Miles Morales (Shameik Moore) is the second most authentic screen teen this year, trailing only Elsie Fisher’s Kayla from Eighth Grade. That’s right, the best coming-of-age movies this year involve Peter Porker, The Spectacular Spider-Ham and the directorial acumen of Bo Burnham, just as we all predicted! At the onset of Spider-Verse, there’s only one Spider-Man, and it’s not Miles. It’s Peter Parker, as voiced by Chris Pine, who is immediately eligible for eight quintillion nerd points by completing the quasi-impossible Star Trek, Wonder Woman, Spider-Man trifecta. Except, and I swear this isn’t a spoiler as it happens in the first 30 minutes, Peter Parker dies.
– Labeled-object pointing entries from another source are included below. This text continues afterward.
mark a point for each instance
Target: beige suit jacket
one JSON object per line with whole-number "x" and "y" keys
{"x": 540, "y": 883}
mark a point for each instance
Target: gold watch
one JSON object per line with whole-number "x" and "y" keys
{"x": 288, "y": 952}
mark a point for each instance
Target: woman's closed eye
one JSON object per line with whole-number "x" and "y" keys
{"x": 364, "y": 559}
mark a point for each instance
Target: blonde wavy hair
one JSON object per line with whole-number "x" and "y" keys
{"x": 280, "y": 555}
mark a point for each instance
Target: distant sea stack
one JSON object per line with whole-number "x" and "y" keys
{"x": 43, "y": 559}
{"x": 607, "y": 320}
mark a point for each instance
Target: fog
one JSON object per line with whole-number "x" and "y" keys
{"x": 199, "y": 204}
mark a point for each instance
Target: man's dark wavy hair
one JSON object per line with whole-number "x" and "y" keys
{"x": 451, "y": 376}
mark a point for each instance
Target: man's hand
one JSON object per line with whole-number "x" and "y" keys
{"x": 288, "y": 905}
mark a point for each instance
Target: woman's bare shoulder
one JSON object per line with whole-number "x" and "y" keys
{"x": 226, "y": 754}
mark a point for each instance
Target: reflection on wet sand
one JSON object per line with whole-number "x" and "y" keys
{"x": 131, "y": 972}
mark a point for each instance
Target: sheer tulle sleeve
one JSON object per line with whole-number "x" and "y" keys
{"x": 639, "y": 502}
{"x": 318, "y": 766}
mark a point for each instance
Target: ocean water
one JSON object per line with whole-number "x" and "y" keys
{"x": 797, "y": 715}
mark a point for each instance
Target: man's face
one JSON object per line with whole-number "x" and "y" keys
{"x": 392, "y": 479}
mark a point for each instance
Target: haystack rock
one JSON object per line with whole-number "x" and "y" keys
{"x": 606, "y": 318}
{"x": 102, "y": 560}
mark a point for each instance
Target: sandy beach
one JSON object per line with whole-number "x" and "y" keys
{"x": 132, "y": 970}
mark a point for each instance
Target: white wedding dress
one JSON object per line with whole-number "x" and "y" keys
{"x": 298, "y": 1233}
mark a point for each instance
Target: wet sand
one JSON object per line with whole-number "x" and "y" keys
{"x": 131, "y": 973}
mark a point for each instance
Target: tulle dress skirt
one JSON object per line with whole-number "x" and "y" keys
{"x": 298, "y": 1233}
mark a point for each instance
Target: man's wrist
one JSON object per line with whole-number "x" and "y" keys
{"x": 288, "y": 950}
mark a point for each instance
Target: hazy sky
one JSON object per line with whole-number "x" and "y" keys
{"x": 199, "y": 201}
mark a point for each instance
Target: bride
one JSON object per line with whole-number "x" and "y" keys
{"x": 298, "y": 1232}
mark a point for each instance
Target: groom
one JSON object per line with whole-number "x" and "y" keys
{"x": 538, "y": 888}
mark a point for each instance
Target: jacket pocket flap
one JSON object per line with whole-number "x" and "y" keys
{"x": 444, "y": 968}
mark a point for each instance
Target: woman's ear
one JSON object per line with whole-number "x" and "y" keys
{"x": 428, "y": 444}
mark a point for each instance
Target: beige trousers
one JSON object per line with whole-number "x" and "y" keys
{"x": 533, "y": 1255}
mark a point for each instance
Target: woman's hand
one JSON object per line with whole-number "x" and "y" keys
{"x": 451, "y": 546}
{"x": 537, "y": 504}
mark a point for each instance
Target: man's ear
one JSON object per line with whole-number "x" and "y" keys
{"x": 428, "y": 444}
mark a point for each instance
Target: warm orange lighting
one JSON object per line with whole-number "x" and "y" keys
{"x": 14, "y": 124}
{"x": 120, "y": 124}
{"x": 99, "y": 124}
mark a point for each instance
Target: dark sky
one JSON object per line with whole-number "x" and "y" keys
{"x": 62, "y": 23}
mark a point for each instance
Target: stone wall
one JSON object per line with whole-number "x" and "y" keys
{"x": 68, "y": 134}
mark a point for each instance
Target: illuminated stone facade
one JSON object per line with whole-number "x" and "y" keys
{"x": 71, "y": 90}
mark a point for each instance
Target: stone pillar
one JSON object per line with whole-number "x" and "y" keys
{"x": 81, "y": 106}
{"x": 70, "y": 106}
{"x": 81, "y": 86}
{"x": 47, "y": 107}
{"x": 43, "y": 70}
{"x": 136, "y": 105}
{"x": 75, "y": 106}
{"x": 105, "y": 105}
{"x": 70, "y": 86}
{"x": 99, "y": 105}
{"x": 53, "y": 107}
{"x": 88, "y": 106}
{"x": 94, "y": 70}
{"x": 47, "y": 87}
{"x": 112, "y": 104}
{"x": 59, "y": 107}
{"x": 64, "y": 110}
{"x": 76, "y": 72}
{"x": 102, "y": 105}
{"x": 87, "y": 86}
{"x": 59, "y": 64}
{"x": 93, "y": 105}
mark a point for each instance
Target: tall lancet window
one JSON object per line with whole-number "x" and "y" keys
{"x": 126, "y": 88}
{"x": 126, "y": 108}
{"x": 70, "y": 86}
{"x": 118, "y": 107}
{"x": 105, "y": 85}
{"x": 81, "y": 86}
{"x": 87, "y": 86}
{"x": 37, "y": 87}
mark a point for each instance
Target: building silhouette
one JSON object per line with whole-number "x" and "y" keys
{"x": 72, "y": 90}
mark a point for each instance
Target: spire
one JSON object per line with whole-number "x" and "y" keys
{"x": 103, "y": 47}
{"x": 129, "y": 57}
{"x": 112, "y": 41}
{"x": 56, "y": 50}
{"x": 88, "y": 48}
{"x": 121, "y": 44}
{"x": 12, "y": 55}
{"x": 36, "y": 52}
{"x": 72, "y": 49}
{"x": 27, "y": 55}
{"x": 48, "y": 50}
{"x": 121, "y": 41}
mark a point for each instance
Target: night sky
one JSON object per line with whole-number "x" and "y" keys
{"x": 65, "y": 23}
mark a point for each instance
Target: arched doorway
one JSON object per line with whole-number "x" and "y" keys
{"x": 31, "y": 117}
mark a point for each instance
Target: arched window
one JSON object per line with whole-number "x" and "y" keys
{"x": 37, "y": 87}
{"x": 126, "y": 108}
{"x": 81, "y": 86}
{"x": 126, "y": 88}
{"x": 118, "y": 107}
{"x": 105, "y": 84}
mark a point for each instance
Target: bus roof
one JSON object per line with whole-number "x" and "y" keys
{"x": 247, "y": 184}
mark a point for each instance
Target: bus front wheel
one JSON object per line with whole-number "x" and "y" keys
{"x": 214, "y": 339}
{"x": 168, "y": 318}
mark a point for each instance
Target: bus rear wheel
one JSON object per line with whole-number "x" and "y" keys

Prior to Peter Parker picking to perish, Miles is bit by a genetically engineered spider. His investigation into his arachnid love nip is what gives him front row seats to the squashing of Spider-Man by the Kingpin (Liev Schreiber). Spidey was trying to stop the rotund mob boss from borking the multiverse by firing up a shoddy Hadron collider. He failed, and the result is a bunch of Spider-people from different dimensions trapped in Miles’s world.
The noticeably paunchy, midlife-crisis-havin’ Peter B. Parker (Jake Johnson), from a similar alternate earth, reluctantly takes Miles under his webbed armpit after a gleefully grand slapstick meet-cute at a gravesite. The dysfunctional duo aims to stop Kingpin and return the other Spider-folks home. This includes Spider-Man Noir (Cage), Peni Parker (Kimiko Glenn), Gwen Stacy (Hailee Steinfeld) and Spider-Ham (John Mulaney). If it sounds too crammed with characters and overly busy, please know I haven’t even mentioned a handful of other major characters. But please also know that the ADHD, hyperkinetic storytelling is purposeful, playful, perfect, and most other positive, P-based adjectives.
Directors Bob Persichetti, Peter Ramsey, and Rodney Rothman leverage a wholly unique visual style that feels like slorping down pureed comic panels. From the hallucinatory animated approach to one of the best superhero soundtracks, Spider-Verse feels like the first major superhero movie genuinely made for today’s young people and not primarily made for older people who loved superheroes when they were young people. In so many important ways, Miles represents the best version and inspired evolution of Lee’s Spider-Man conceit. He is relatable to everyone but looks, talks and acts like a subgroup of Americans who have long deserved to see a mirrored reflection of themselves as hero on the big screen.
You bet your bottom Spider-buck that the overarching moral is the expected riff on “with great power…” But the film also deploys the concept of a multiverse as a sly argument in favor of inclusivity as a blessing and not a threat. Coyly, it says “Calm down. See! White Spider-Man is safe. But look how cool all these different perspectives are?!” Combine the artistic splendor with that message along with themes that show healthy masculinity involves emotional expression and you have not only the best superhero movie of the year, not only the best animated movie of the year, but one of the best movies of the year period. Or, should I say: “Excelsior!”